Having released their first full-length album, Somos Pacífico in 2007, CHOC QUIB TOWN—composed of the brilliant and stunning MC Goyo, dashing and energetic MC Tostao, and suave, smoky-voiced MC Slow—came out of the gate with a sound and energy warmly reminiscent of The Fugees, but delving into a broader Diasporic fusion of North American hip-hop stylings and Latin American, particularly Afro-Colombian, melodies and rhythms. The lyrics speak of an intellectual resistance to systemic oppression, hinting of a very understandable, “you better be glad we vent our frustrations creatively, rather than violently,” but at the same time offering an intimate tour of the Pacific region and its people.

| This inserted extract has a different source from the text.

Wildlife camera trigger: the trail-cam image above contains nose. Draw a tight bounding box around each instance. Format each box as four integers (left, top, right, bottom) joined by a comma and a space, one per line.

The newest album, Oro (translation: that shiny yellowish metal that the conquistadors killed themselves and millions of others over), released last year and receiving muted attention in the States, roots the listener still further into the sound and images of the Colombian Pacific, especially with a lilting golpeao similar to the Spanish of its Caribbean cousins, while touching on race (“Prieto”), politics (“Oro”) and partying (“Rumba Sin Pelea”) from Quibdó to Kingston to Queens.

Buy. Listen. Hear. Then go see them live…trust.